Beginning in 2006, a 401(k) plan may allow employees to designate some or all of their elective contributions as Roth contributions. Traditional salary deferral or 401(k) contribution by employees is excluded from employees’ taxable wages. But amounts designated as Roth contributions are includable in taxable wages. However, a qualified distribution of designated Roth contributions and related earnings are free from federal income taxation.
Before a plan can accept Roth contributions, the plan must be amended to allow for separate tracking of the Roth contributions. IRS has provided sample plan language that can be used to amend existing 401(k) plans. However, a plan is not obligated to provide for Roth contributions.
Roth 401(k) accounts will generally be more advantageous than regular Roth IRA accounts. For high-income individuals, there is no AGI limitation to restrict participation in Roth 401(k). For year 2006, regular 401(k) and Roth 401(k) contribution limit is $15,000. For participants 50 or over, this limit is $20,000. Pretax matching contribution by employer can be made to a designated Roth IRA account.
PLANNING WITH ROTH 401(K):
If an employer has provided this option, then how much amount should one elect as Roth contribution? Roth 401(k) plans are scheduled to sunset on Dec. 31, 2010. That means Roth contributions could remain in the plan but no new contributions would be made. However, these provisions could be extended also. At a minimum, those who were in high AGI and could not contribute to Roth IRA now have that option if the employer plan provides for it.
CONVERTING TRADITIONAL IRA TO ROTH:
To convert a traditional IRA to a Roth IRA, the taxpayer’s modified AGI for the year of conversion must be $100,000 or less. This applies to all filing statuses except married filing separate, in which case conversions are not allowed. Taxpayers recognize taxable income at the time of the conversion but future growth is tax-free, and no minimum distribution is required at age 70½.
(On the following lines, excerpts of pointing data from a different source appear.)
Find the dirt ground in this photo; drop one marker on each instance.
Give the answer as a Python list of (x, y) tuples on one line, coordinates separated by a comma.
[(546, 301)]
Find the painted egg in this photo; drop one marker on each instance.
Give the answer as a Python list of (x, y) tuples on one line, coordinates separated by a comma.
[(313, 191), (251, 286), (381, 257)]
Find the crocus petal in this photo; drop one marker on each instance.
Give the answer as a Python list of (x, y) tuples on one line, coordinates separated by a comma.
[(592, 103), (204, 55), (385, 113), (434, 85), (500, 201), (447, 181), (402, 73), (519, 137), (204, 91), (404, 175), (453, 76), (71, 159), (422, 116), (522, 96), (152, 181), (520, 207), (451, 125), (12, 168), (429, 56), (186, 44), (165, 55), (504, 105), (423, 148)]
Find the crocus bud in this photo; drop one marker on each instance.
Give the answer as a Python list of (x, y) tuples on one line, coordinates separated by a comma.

NO AGI RESTRICTION FROM YEAR 2010:
For year 2010 and beyond, $100,000 AGI restriction on Roth conversion will be eliminated because of a favorable provision in the Tax Increase Prevention and Reconciliation Act of 2005 (TIPRA). It also provides that federal taxes owed from 2010 conversions can be paid in two equal installments in 2011 and 2012. For conversions after 2010, the conversion taxes owed can’t be stretched.